Immigration prevented a recession last year, but looming changes could stall growth: economists
Business group says federal move to roll back numbers is 'going to hurt' economy
Reducing the number of new immigrants could negatively impact the economy and create challenges for businesses, according to economists and business leaders.
Canada’s economy, measured through indicators like GDP, has shown positive trends partly due to rising immigration, economists say. Statistics Canada reported in March that the country’s population grew by 1.3 million in 2023, with 97.6% of the increase driven by immigration.
Under the government’s original plan, Canada was set to welcome approximately 500,000 new immigrants in both 2025 and 2026. However, on Thursday, the federal Liberals announced a reduction in those numbers, lowering the target for new permanent residents from 485,000 this year to 395,000 in 2025, 380,000 in 2026, and 365,000 in 2027.
Immigration Minister Marc Miller said the new limits are intended to ease pressure on the housing market and stabilize population growth.
Population Growth Helped Sustain the Economy
Some economists caution that cutting immigration could have economic drawbacks.
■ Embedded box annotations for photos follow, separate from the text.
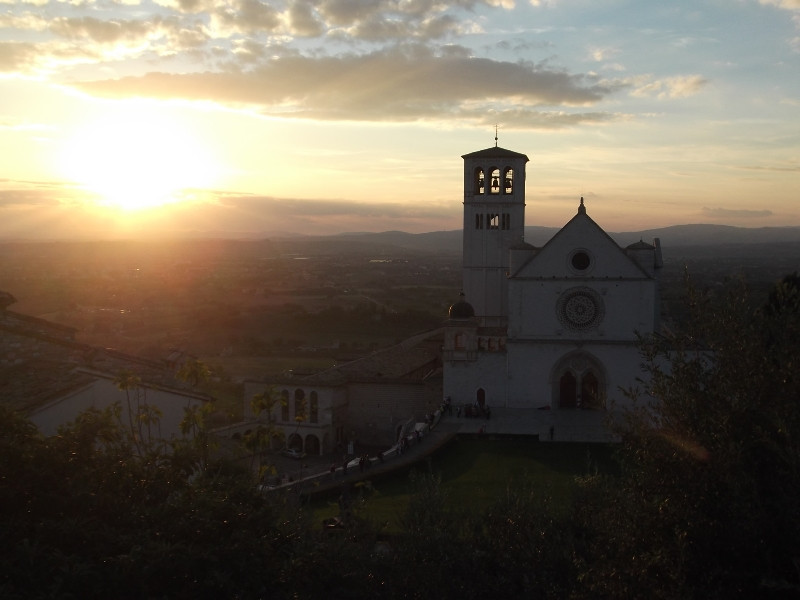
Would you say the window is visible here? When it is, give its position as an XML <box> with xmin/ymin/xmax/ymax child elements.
<box><xmin>281</xmin><ymin>390</ymin><xmax>289</xmax><ymax>421</ymax></box>
<box><xmin>294</xmin><ymin>388</ymin><xmax>306</xmax><ymax>421</ymax></box>
<box><xmin>309</xmin><ymin>392</ymin><xmax>319</xmax><ymax>423</ymax></box>
<box><xmin>503</xmin><ymin>167</ymin><xmax>514</xmax><ymax>194</ymax></box>
<box><xmin>475</xmin><ymin>167</ymin><xmax>486</xmax><ymax>194</ymax></box>
<box><xmin>489</xmin><ymin>167</ymin><xmax>500</xmax><ymax>194</ymax></box>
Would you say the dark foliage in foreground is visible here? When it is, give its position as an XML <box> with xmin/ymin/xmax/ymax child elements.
<box><xmin>0</xmin><ymin>277</ymin><xmax>800</xmax><ymax>599</ymax></box>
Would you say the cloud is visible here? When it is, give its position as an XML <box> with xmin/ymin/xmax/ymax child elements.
<box><xmin>74</xmin><ymin>44</ymin><xmax>624</xmax><ymax>126</ymax></box>
<box><xmin>759</xmin><ymin>0</ymin><xmax>800</xmax><ymax>10</ymax></box>
<box><xmin>701</xmin><ymin>206</ymin><xmax>773</xmax><ymax>219</ymax></box>
<box><xmin>631</xmin><ymin>75</ymin><xmax>708</xmax><ymax>100</ymax></box>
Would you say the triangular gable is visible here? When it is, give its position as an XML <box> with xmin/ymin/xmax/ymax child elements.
<box><xmin>511</xmin><ymin>202</ymin><xmax>650</xmax><ymax>279</ymax></box>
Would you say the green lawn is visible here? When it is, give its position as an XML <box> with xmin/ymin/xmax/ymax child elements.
<box><xmin>311</xmin><ymin>438</ymin><xmax>614</xmax><ymax>532</ymax></box>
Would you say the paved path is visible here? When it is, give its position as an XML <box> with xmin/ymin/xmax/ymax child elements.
<box><xmin>266</xmin><ymin>408</ymin><xmax>613</xmax><ymax>494</ymax></box>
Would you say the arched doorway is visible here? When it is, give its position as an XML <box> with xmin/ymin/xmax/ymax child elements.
<box><xmin>306</xmin><ymin>435</ymin><xmax>319</xmax><ymax>456</ymax></box>
<box><xmin>286</xmin><ymin>433</ymin><xmax>303</xmax><ymax>452</ymax></box>
<box><xmin>551</xmin><ymin>352</ymin><xmax>606</xmax><ymax>410</ymax></box>
<box><xmin>581</xmin><ymin>371</ymin><xmax>603</xmax><ymax>409</ymax></box>
<box><xmin>558</xmin><ymin>371</ymin><xmax>578</xmax><ymax>408</ymax></box>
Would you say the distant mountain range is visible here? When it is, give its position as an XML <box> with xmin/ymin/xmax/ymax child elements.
<box><xmin>6</xmin><ymin>224</ymin><xmax>800</xmax><ymax>256</ymax></box>
<box><xmin>271</xmin><ymin>225</ymin><xmax>800</xmax><ymax>254</ymax></box>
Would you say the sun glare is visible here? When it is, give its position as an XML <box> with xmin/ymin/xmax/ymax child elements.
<box><xmin>64</xmin><ymin>107</ymin><xmax>218</xmax><ymax>211</ymax></box>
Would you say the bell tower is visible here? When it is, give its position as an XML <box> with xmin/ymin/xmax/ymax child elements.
<box><xmin>461</xmin><ymin>140</ymin><xmax>528</xmax><ymax>327</ymax></box>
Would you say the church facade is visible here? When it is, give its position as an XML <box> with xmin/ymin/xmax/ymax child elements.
<box><xmin>442</xmin><ymin>146</ymin><xmax>662</xmax><ymax>418</ymax></box>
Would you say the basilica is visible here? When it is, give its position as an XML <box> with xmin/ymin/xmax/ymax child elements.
<box><xmin>442</xmin><ymin>146</ymin><xmax>662</xmax><ymax>420</ymax></box>
<box><xmin>239</xmin><ymin>145</ymin><xmax>662</xmax><ymax>455</ymax></box>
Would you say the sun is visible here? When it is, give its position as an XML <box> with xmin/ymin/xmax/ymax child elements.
<box><xmin>63</xmin><ymin>100</ymin><xmax>219</xmax><ymax>211</ymax></box>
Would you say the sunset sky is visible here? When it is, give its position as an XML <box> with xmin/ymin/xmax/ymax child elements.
<box><xmin>0</xmin><ymin>0</ymin><xmax>800</xmax><ymax>239</ymax></box>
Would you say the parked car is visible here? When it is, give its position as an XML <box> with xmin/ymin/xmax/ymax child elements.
<box><xmin>281</xmin><ymin>448</ymin><xmax>306</xmax><ymax>460</ymax></box>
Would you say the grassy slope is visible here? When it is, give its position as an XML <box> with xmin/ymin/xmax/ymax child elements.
<box><xmin>311</xmin><ymin>438</ymin><xmax>614</xmax><ymax>532</ymax></box>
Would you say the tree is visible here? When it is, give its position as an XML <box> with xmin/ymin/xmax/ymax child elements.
<box><xmin>576</xmin><ymin>277</ymin><xmax>800</xmax><ymax>598</ymax></box>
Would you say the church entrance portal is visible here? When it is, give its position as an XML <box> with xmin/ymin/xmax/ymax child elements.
<box><xmin>553</xmin><ymin>354</ymin><xmax>605</xmax><ymax>410</ymax></box>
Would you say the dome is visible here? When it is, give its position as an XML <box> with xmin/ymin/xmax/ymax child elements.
<box><xmin>448</xmin><ymin>292</ymin><xmax>475</xmax><ymax>319</ymax></box>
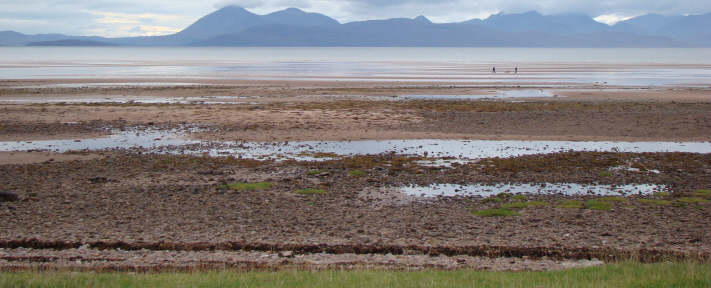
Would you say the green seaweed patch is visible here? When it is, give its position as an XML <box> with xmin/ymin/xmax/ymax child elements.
<box><xmin>348</xmin><ymin>170</ymin><xmax>365</xmax><ymax>176</ymax></box>
<box><xmin>555</xmin><ymin>200</ymin><xmax>583</xmax><ymax>208</ymax></box>
<box><xmin>679</xmin><ymin>197</ymin><xmax>711</xmax><ymax>203</ymax></box>
<box><xmin>306</xmin><ymin>169</ymin><xmax>328</xmax><ymax>175</ymax></box>
<box><xmin>481</xmin><ymin>197</ymin><xmax>502</xmax><ymax>203</ymax></box>
<box><xmin>595</xmin><ymin>196</ymin><xmax>627</xmax><ymax>202</ymax></box>
<box><xmin>294</xmin><ymin>189</ymin><xmax>328</xmax><ymax>195</ymax></box>
<box><xmin>639</xmin><ymin>199</ymin><xmax>673</xmax><ymax>206</ymax></box>
<box><xmin>692</xmin><ymin>189</ymin><xmax>711</xmax><ymax>197</ymax></box>
<box><xmin>585</xmin><ymin>200</ymin><xmax>612</xmax><ymax>210</ymax></box>
<box><xmin>472</xmin><ymin>209</ymin><xmax>521</xmax><ymax>217</ymax></box>
<box><xmin>220</xmin><ymin>182</ymin><xmax>272</xmax><ymax>190</ymax></box>
<box><xmin>501</xmin><ymin>201</ymin><xmax>548</xmax><ymax>209</ymax></box>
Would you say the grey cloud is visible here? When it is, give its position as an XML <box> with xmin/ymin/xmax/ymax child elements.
<box><xmin>0</xmin><ymin>0</ymin><xmax>711</xmax><ymax>35</ymax></box>
<box><xmin>212</xmin><ymin>0</ymin><xmax>265</xmax><ymax>9</ymax></box>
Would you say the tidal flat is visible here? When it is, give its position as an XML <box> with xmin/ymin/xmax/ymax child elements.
<box><xmin>0</xmin><ymin>81</ymin><xmax>711</xmax><ymax>271</ymax></box>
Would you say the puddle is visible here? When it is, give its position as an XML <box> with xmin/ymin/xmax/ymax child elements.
<box><xmin>9</xmin><ymin>82</ymin><xmax>201</xmax><ymax>88</ymax></box>
<box><xmin>400</xmin><ymin>183</ymin><xmax>666</xmax><ymax>198</ymax></box>
<box><xmin>0</xmin><ymin>95</ymin><xmax>261</xmax><ymax>105</ymax></box>
<box><xmin>0</xmin><ymin>127</ymin><xmax>711</xmax><ymax>160</ymax></box>
<box><xmin>395</xmin><ymin>90</ymin><xmax>553</xmax><ymax>100</ymax></box>
<box><xmin>303</xmin><ymin>89</ymin><xmax>562</xmax><ymax>101</ymax></box>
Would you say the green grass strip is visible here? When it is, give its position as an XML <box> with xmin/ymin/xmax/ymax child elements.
<box><xmin>0</xmin><ymin>262</ymin><xmax>711</xmax><ymax>288</ymax></box>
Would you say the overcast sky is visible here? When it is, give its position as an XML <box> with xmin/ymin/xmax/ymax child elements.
<box><xmin>0</xmin><ymin>0</ymin><xmax>711</xmax><ymax>37</ymax></box>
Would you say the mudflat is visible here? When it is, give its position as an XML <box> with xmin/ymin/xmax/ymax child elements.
<box><xmin>0</xmin><ymin>81</ymin><xmax>711</xmax><ymax>270</ymax></box>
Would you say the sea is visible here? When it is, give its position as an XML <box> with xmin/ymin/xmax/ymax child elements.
<box><xmin>0</xmin><ymin>47</ymin><xmax>711</xmax><ymax>86</ymax></box>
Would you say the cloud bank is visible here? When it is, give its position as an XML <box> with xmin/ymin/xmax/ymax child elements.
<box><xmin>0</xmin><ymin>0</ymin><xmax>711</xmax><ymax>37</ymax></box>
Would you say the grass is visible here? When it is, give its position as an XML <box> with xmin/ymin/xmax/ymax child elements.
<box><xmin>595</xmin><ymin>197</ymin><xmax>627</xmax><ymax>202</ymax></box>
<box><xmin>679</xmin><ymin>197</ymin><xmax>711</xmax><ymax>203</ymax></box>
<box><xmin>0</xmin><ymin>262</ymin><xmax>711</xmax><ymax>288</ymax></box>
<box><xmin>555</xmin><ymin>201</ymin><xmax>583</xmax><ymax>208</ymax></box>
<box><xmin>501</xmin><ymin>201</ymin><xmax>548</xmax><ymax>209</ymax></box>
<box><xmin>306</xmin><ymin>169</ymin><xmax>328</xmax><ymax>175</ymax></box>
<box><xmin>472</xmin><ymin>209</ymin><xmax>521</xmax><ymax>217</ymax></box>
<box><xmin>222</xmin><ymin>182</ymin><xmax>272</xmax><ymax>190</ymax></box>
<box><xmin>639</xmin><ymin>199</ymin><xmax>674</xmax><ymax>206</ymax></box>
<box><xmin>585</xmin><ymin>200</ymin><xmax>612</xmax><ymax>210</ymax></box>
<box><xmin>348</xmin><ymin>170</ymin><xmax>365</xmax><ymax>176</ymax></box>
<box><xmin>692</xmin><ymin>189</ymin><xmax>711</xmax><ymax>197</ymax></box>
<box><xmin>481</xmin><ymin>197</ymin><xmax>502</xmax><ymax>203</ymax></box>
<box><xmin>294</xmin><ymin>189</ymin><xmax>328</xmax><ymax>195</ymax></box>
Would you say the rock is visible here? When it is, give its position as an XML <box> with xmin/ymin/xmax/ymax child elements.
<box><xmin>0</xmin><ymin>191</ymin><xmax>20</xmax><ymax>202</ymax></box>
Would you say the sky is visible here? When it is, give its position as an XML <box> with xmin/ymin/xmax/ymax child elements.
<box><xmin>0</xmin><ymin>0</ymin><xmax>711</xmax><ymax>37</ymax></box>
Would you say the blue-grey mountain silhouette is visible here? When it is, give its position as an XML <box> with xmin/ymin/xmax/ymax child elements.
<box><xmin>0</xmin><ymin>6</ymin><xmax>711</xmax><ymax>47</ymax></box>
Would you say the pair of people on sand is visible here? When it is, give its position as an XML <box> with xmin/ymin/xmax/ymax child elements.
<box><xmin>491</xmin><ymin>67</ymin><xmax>518</xmax><ymax>73</ymax></box>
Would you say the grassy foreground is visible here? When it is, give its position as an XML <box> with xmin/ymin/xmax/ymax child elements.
<box><xmin>0</xmin><ymin>262</ymin><xmax>711</xmax><ymax>287</ymax></box>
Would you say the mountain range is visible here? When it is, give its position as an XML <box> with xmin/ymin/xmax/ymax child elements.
<box><xmin>0</xmin><ymin>6</ymin><xmax>711</xmax><ymax>47</ymax></box>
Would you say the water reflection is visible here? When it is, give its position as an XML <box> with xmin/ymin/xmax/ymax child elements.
<box><xmin>0</xmin><ymin>127</ymin><xmax>711</xmax><ymax>160</ymax></box>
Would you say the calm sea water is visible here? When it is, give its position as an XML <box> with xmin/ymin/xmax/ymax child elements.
<box><xmin>0</xmin><ymin>47</ymin><xmax>711</xmax><ymax>85</ymax></box>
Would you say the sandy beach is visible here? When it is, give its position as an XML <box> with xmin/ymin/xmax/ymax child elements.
<box><xmin>0</xmin><ymin>73</ymin><xmax>711</xmax><ymax>271</ymax></box>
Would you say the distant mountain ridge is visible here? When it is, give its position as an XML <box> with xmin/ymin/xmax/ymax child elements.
<box><xmin>188</xmin><ymin>18</ymin><xmax>684</xmax><ymax>47</ymax></box>
<box><xmin>0</xmin><ymin>6</ymin><xmax>711</xmax><ymax>47</ymax></box>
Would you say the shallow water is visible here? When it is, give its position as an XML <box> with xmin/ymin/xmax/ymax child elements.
<box><xmin>0</xmin><ymin>47</ymin><xmax>711</xmax><ymax>86</ymax></box>
<box><xmin>398</xmin><ymin>183</ymin><xmax>666</xmax><ymax>197</ymax></box>
<box><xmin>0</xmin><ymin>127</ymin><xmax>711</xmax><ymax>160</ymax></box>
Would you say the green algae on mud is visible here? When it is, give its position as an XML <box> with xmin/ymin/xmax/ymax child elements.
<box><xmin>294</xmin><ymin>189</ymin><xmax>328</xmax><ymax>195</ymax></box>
<box><xmin>472</xmin><ymin>209</ymin><xmax>521</xmax><ymax>217</ymax></box>
<box><xmin>501</xmin><ymin>201</ymin><xmax>548</xmax><ymax>209</ymax></box>
<box><xmin>637</xmin><ymin>199</ymin><xmax>674</xmax><ymax>206</ymax></box>
<box><xmin>221</xmin><ymin>182</ymin><xmax>272</xmax><ymax>190</ymax></box>
<box><xmin>0</xmin><ymin>262</ymin><xmax>711</xmax><ymax>288</ymax></box>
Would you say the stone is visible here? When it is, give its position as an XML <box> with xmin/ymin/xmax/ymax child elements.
<box><xmin>0</xmin><ymin>191</ymin><xmax>20</xmax><ymax>202</ymax></box>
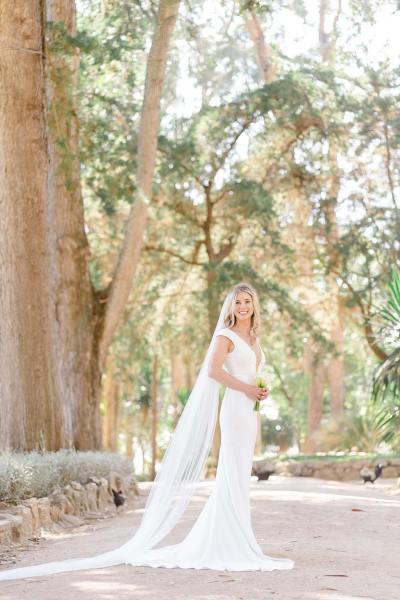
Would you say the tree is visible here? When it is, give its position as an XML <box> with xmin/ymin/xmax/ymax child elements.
<box><xmin>1</xmin><ymin>0</ymin><xmax>179</xmax><ymax>449</ymax></box>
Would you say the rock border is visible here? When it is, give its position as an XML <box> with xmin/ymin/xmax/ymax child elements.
<box><xmin>0</xmin><ymin>472</ymin><xmax>141</xmax><ymax>546</ymax></box>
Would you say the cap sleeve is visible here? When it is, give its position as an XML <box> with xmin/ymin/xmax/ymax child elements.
<box><xmin>215</xmin><ymin>327</ymin><xmax>235</xmax><ymax>346</ymax></box>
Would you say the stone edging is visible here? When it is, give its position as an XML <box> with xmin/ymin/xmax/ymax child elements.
<box><xmin>0</xmin><ymin>472</ymin><xmax>140</xmax><ymax>545</ymax></box>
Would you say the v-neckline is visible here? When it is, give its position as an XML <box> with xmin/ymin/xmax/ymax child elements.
<box><xmin>228</xmin><ymin>327</ymin><xmax>262</xmax><ymax>371</ymax></box>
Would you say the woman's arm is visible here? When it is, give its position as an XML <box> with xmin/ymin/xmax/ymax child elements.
<box><xmin>208</xmin><ymin>335</ymin><xmax>268</xmax><ymax>401</ymax></box>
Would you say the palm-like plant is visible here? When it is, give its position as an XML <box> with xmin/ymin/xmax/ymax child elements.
<box><xmin>372</xmin><ymin>270</ymin><xmax>400</xmax><ymax>438</ymax></box>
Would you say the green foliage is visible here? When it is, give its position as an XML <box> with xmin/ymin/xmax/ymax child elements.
<box><xmin>373</xmin><ymin>269</ymin><xmax>400</xmax><ymax>420</ymax></box>
<box><xmin>0</xmin><ymin>450</ymin><xmax>133</xmax><ymax>504</ymax></box>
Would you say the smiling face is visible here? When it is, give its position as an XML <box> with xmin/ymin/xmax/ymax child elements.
<box><xmin>234</xmin><ymin>292</ymin><xmax>254</xmax><ymax>323</ymax></box>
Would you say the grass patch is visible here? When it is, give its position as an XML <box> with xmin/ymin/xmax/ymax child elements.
<box><xmin>0</xmin><ymin>450</ymin><xmax>133</xmax><ymax>504</ymax></box>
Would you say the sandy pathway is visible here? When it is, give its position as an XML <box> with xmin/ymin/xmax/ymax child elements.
<box><xmin>0</xmin><ymin>477</ymin><xmax>400</xmax><ymax>600</ymax></box>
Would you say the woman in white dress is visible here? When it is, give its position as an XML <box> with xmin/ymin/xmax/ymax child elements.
<box><xmin>0</xmin><ymin>283</ymin><xmax>294</xmax><ymax>579</ymax></box>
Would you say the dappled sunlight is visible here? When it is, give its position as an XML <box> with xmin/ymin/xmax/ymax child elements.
<box><xmin>250</xmin><ymin>490</ymin><xmax>400</xmax><ymax>508</ymax></box>
<box><xmin>303</xmin><ymin>590</ymin><xmax>376</xmax><ymax>600</ymax></box>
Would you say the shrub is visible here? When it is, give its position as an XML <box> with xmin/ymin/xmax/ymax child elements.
<box><xmin>0</xmin><ymin>450</ymin><xmax>133</xmax><ymax>503</ymax></box>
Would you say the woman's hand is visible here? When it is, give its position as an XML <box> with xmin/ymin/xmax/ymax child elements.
<box><xmin>245</xmin><ymin>385</ymin><xmax>269</xmax><ymax>402</ymax></box>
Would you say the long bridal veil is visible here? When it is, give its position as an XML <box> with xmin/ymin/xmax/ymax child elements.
<box><xmin>0</xmin><ymin>292</ymin><xmax>233</xmax><ymax>580</ymax></box>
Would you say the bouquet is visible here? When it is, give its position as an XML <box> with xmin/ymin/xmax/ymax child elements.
<box><xmin>253</xmin><ymin>374</ymin><xmax>267</xmax><ymax>412</ymax></box>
"If it was not for the population growth we had last year, the Canadian economy would have been in a recession by the end of 2023," said Charles St-Arnaud, chief economist at Alberta Central. He explained that while individuals may be spending less due to economic uncertainty, increased immigration still drives overall spending.
"That kept the economy afloat," St-Arnaud said, though he acknowledged that immigration levels need to be balanced with pressures on the housing market and public services.
Rebekah Young, an economist at Scotiabank, warned that even a slight decrease in GDP from slower population growth or population decline could have significant economic consequences.
"Maybe we're talking about shrinking GDP by half a percent or three-quarters of a percent, but you're still talking about shrinkage instead of growth," she said.
Young compared the government’s new immigration policy to the fairy tale Goldilocks and the Three Bears.
"It was too hot last year... but what they announced today, if they follow through, is going into 'too cold,' essentially flat-lining growth," she said.
Business Groups Sound the Alarm
Business leaders are concerned about the economic fallout from the immigration cuts. The Canadian Federation of Independent Business (CFIB) says many of its members are struggling to fill vacancies.
"You know, people aren’t lining up for night shifts at quick-service restaurants," said CFIB president Dan Kelly, calling both temporary and permanent immigrants "a godsend to the Canadian economy" and essential to businesses nationwide.
"It’s going to hurt," Kelly added, noting that the new immigration targets and recent changes to the temporary foreign worker program mark a "dramatic ramping down" of workforce support.
Kelly explained that many businesses have difficulty hiring from the existing Canadian labor pool and are forced to look abroad for workers. However, increasing wages isn’t always feasible, especially in industries like food service and retail.
"At a certain point, Canadians aren’t willing to pay the prices necessary to justify those wage increases," he said.
In a statement, the Canadian Chamber of Commerce echoed these concerns.
"Immigration is a key driver of economic growth and our only source of workforce growth in the near future," wrote Diana Palmerin-Velasco, senior director of Future of Work at the chamber. "This is especially critical given our aging population, low fertility rates, and ongoing retirements."
A Shift in Public Attitudes Toward Immigration
Some researchers suggest the immigration cut could reduce negative public sentiment toward immigration.
"A weakened economy makes Canadians more nervous about competing for jobs and resources," said Victoria Esses, director of the Network for Economic and Social Trends at Western University.
"Immigration levels and people’s perceptions of those levels are influencing their attitudes," she explained.
Esses argued it is a "myth" that immigration is directly driving unaffordability in Canada.
"Many new permanent residents are already living in the country as temporary residents. They’re already housed somewhere," she said.
However, BMO senior economist Robert Kavcic told CBC News that reducing immigration could bring changes to the housing market.
"The first thing you’ll notice is some relief in the Canadian economy, especially in rental markets, where many non-permanent residents tend to settle," he said.
Potential Impact on Interest Rates
The immigration changes could influence future decisions by the Bank of Canada, said St-Arnaud. He noted that the central bank likely didn’t anticipate such a sharp slowdown in population growth in its recent forecasts.
According to a government press release, the new immigration plan will result in a 0.2% decline in population over the next two years.